Ezekiel, who lived at the time of the Babylonian exile, was deeply concerned with this divisiveness and the search for its resolution. In general, Ezekiel felt that human beings were incapable of fixing things by themselves. If the nation was to be brought together, God would have to make it happen and so the symbolic representation of two pieces of wood being joined together was meant to inform the people of what God had in store for them - “Thus said the Lord God: I am going to take the stick of Yosef, which is in the hand of Ephraim and the tribes of Israel associated with him, and I will place the stick of Yehuda upon it and make them into one stick; they shall be joined in My hand.” (verse 19)

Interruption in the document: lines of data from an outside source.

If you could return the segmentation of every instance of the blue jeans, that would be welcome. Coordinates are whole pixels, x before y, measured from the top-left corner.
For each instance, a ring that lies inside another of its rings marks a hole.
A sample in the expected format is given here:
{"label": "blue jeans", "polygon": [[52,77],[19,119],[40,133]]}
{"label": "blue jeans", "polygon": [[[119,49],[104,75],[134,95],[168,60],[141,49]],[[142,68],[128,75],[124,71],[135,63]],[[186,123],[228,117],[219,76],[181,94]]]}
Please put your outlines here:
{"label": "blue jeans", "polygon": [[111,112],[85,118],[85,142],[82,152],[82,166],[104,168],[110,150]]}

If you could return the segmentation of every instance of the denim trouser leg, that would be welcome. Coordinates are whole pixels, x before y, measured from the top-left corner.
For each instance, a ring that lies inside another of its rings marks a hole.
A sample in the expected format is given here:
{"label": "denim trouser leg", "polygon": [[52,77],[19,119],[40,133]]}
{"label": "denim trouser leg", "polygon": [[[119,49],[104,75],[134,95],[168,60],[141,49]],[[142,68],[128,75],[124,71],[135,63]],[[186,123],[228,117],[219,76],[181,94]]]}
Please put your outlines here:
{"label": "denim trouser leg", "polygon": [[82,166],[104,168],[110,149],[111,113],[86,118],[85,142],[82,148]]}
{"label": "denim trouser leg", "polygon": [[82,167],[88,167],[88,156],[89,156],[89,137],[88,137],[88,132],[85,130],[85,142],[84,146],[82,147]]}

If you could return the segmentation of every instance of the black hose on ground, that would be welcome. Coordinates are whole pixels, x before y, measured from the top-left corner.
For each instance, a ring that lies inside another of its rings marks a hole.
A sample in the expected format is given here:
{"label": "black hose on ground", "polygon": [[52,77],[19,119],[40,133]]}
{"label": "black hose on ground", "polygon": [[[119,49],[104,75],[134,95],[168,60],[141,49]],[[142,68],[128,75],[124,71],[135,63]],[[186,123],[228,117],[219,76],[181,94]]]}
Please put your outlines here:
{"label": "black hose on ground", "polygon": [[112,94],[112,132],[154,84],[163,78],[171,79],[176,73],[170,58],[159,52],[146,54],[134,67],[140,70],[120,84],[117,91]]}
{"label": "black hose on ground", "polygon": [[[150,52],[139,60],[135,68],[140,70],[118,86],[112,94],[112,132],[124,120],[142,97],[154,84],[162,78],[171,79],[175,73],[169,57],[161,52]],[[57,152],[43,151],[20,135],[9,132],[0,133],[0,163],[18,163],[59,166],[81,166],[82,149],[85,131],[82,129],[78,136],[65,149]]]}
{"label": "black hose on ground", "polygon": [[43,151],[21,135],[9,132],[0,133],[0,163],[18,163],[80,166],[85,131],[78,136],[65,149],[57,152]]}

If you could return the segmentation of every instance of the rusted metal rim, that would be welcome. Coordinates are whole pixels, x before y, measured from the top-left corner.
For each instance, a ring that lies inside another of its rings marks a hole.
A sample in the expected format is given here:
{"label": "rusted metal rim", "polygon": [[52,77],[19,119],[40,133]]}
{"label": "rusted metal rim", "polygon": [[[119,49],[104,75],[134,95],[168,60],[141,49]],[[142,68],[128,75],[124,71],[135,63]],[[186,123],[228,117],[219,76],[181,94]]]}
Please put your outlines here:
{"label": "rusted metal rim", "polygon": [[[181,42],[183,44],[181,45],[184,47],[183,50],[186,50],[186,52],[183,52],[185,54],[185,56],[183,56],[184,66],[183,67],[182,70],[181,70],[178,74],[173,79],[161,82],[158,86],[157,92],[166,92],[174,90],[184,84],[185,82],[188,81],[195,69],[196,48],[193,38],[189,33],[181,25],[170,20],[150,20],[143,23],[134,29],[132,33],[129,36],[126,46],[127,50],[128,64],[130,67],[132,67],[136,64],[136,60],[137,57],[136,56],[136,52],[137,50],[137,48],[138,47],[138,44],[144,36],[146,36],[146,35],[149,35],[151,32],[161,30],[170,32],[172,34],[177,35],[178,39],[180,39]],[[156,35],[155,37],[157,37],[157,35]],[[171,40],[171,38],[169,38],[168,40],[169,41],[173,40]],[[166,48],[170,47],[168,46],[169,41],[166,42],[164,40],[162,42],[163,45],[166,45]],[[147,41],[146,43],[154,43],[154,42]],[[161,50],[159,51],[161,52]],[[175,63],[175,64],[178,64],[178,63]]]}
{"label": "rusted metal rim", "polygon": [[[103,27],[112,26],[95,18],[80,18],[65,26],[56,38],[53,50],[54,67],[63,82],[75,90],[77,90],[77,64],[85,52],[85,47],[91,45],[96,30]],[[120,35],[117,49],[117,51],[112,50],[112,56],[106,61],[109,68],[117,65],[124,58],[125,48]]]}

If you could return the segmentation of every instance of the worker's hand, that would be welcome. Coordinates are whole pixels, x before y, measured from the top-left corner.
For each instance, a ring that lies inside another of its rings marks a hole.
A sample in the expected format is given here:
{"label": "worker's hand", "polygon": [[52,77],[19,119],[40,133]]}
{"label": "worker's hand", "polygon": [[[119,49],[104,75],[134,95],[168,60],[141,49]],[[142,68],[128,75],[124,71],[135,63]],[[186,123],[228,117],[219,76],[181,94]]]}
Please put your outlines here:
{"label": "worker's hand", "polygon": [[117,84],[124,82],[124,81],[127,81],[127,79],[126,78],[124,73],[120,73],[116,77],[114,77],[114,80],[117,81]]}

The rabbinic sages seem divided over the question of human autonomy and the capacity for human beings to control their own lives and to deal with problems on their own. Two midrashim on this prophecy illustrate this conflict. The first reflects Ezekiel’s way of thinking: “’A time to tear and a time to repair’ (Ecclesiastes 3:7): ‘A time to tear’ – As it is written: ‘The Lord has torn the kingdom of Israel from you this day’ (1 Samuel 15:28); ‘A time to repair’ – As it is written: ‘They shall be joined in Your (God’s) hands’. (Ecclesiastes Rabbah 3:2) This midrash views life through a deterministic prism. God is the author of events. Humans are but actors in the play.

Alternatively, in another midrash, the children of Israel are seen as agents of their own fate. Yaakov, the father of the tribes, gathers his children together before him to charge them with his expectations of them after his death: “’Gather yourselves together’ (Genesis 49:1) – Yaakov warned his children against dissension, commanding them to be united, as it says: ‘take one stick… and join it’ (See Ezekiel 35:16) When the children of Israel unite themselves as one, they prepare themselves for redemption. What follows this? ‘And I will make them one nation in the land.’” (adapted from Bereshit Rabbah 98:2 Theodore-Albeck ed. 1250) This proactive model appeals more to our way of thinking. It sees human autonomy as a means for creating a better world and it sees it as our responsibility to restore peace among our people. Then, and only then will God lend a hand.